The last time tariffs surged like this, we got the Great Depression.
Now Trump’s launching the biggest wave of tariffs since Smoot-Hawley—but in a hyper-globalized world.
It's an total economic reset.
And it could hit harder than 1930 🧵👇
Trump’s new tariffs go beyond “negotiation tactics.”
They’re policy now.
A 10% blanket rate was just the beginning.
Vietnam, Cambodia, and others got hit with rates as high as 49%.
Markets cracked as the illusion of short-term posturing faded.
In 1930, Smoot-Hawley raised tariffs to 60%.
World trade collapsed. The Depression deepened.
Today’s tariffs may look smaller.
But the economic impact could be much worse—because supply chains are tightly wired and trade makes up 25%+ of U.S. GDP.
Smoot-Hawley turned a severe recession into a global depression by triggering a cascade of protectionism.
The Great Depression officially began with the stock market crash in October 1929.
Smoot-Hawley was signed into law in June 1930, after the downturn had already begun.
It raised U.S. tariffs on over 20,000 imported goods—some by more than 40%.
Dozens of countries retaliated with their own tariffs, leading to a collapse in global trade.
Impact:
• U.S. exports fell by over 60% between 1929 and 1933.
• Global trade shrank dramatically.
• Farmers and industrial exporters in the U.S. were crushed.
• Economic nationalism surged worldwide, further isolating economies.
🔻 Smoot-Hawley (1930):
• Average tariff rate: raised from ~38% to ~60% on certain imports.
• Applied to 20,000+ products, mostly agriculture and light industry.
• U.S. trade made up 5% of GDP at the time.
• Global supply chains barely existed.
• Retaliation came from 25+ countries, collapsing world trade.
🔺 Trump’s 2025 Tariff Plan:
• Blanket 10% tariffs on all imports, with 54%+ on key countries like Vietnam, Cambodia, China.
• Today, trade is ~25% of U.S. GDP.
• Global supply chains are deeply integrated (semiconductors, autos, energy).
• Businesses operate on just-in-time logistics—tariff shocks break that system.
• Tariffs now target entire economies, not just categories of goods.
However, unlike the 1930s, modern trade is instant, complex, and digital.
Reverse it, and you don’t just slow economies.
You freeze capital, cancel freight, shut factories.
Global supply chain gets disrupted.
Back then, Trump’s tariffs nudged rates from 1.5% to 3%.
This time, they’re blowing past Great Depression levels.
Even Elon Musk is slamming the tariffs, sharing anti-tariff videos, and clashing with Trump’s trade chief.
If Musk exits the administration (DOGE), expect defense stocks to rally as cooler heads step in.

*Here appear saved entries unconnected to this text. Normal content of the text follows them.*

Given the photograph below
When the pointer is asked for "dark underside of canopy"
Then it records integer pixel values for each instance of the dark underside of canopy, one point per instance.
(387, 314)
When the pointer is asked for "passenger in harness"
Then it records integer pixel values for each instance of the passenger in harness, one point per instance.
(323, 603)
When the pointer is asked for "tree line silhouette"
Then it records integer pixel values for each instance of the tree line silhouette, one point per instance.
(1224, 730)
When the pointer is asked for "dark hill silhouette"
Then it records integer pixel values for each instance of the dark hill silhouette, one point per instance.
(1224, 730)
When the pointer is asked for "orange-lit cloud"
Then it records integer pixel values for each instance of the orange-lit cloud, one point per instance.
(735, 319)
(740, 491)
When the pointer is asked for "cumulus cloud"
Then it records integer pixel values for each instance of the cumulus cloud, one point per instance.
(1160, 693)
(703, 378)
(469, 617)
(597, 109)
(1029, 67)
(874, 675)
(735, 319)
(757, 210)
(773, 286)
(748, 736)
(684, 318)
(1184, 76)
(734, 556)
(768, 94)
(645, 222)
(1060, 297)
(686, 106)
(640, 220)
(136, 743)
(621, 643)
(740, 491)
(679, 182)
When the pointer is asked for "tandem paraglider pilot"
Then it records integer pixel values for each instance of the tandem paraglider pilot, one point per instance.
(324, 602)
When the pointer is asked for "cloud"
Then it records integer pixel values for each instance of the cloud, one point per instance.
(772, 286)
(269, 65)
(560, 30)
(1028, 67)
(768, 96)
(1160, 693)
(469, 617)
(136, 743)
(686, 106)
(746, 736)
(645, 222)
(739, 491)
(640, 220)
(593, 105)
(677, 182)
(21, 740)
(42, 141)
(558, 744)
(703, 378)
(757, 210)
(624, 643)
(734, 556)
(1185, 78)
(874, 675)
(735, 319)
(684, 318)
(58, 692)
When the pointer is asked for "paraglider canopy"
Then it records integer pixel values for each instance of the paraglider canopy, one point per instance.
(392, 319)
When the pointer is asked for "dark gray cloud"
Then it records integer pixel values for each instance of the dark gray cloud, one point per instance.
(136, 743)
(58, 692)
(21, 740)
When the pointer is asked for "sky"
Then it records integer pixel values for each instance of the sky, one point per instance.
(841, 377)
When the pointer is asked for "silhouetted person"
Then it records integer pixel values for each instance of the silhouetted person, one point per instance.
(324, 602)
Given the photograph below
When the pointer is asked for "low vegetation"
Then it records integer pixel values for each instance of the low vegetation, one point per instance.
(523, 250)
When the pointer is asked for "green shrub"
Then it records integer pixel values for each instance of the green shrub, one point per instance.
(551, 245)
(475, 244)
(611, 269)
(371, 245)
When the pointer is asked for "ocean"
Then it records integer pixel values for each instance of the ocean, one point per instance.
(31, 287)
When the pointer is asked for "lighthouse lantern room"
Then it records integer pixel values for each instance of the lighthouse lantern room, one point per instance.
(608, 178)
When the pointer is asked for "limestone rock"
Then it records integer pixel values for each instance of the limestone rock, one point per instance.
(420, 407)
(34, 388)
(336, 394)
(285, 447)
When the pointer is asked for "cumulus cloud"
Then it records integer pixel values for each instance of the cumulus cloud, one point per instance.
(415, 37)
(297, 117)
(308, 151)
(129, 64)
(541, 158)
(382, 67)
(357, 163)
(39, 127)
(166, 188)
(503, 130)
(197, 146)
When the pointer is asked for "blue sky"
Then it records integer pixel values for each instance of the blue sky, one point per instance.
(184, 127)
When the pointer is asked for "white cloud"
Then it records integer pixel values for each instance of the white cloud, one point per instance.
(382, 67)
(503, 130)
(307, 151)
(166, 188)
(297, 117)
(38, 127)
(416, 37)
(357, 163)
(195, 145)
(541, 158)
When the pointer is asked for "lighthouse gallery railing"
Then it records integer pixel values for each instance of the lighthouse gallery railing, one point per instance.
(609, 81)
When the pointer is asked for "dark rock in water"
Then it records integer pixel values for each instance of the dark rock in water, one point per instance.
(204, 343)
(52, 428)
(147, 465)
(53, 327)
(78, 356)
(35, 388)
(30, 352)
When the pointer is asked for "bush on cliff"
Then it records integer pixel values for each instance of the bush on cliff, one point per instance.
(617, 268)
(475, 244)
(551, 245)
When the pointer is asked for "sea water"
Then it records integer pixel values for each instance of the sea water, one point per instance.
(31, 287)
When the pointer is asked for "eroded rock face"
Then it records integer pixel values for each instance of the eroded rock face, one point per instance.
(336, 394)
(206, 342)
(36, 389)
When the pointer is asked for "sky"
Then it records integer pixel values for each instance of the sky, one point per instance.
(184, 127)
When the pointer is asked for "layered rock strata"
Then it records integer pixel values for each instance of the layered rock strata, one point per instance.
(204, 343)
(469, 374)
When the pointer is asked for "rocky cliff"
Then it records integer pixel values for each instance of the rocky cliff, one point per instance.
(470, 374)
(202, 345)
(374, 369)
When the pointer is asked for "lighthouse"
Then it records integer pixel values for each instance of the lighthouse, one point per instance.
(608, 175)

But it’ll also confirm this tariff wave is not just posturing.
What does well in a deflationary spiral?
📈 Bonds.
📈 Safe cash.
📉 Not equities.
📉 Not commodities.
Trump is openly tweeting about driving stocks down to get rates down.
He wants bonds up, and they’re going there.
50% pop for the Great Financial Crisis
50% pop for the European crisis of the early 2010s
50% rally in late 2019/early 2020.
TLT should be back to $120, if not higher, if and when people believe that globalization is ending, a major worldwide recession looms, and that equities will be in a bear market for a while.
In 1930, they underestimated Smoot-Hawley.
Until it was too late.
We’re making that mistake again.
This time the stakes are bigger, the damage spreads faster, and the feedback loops are deeper.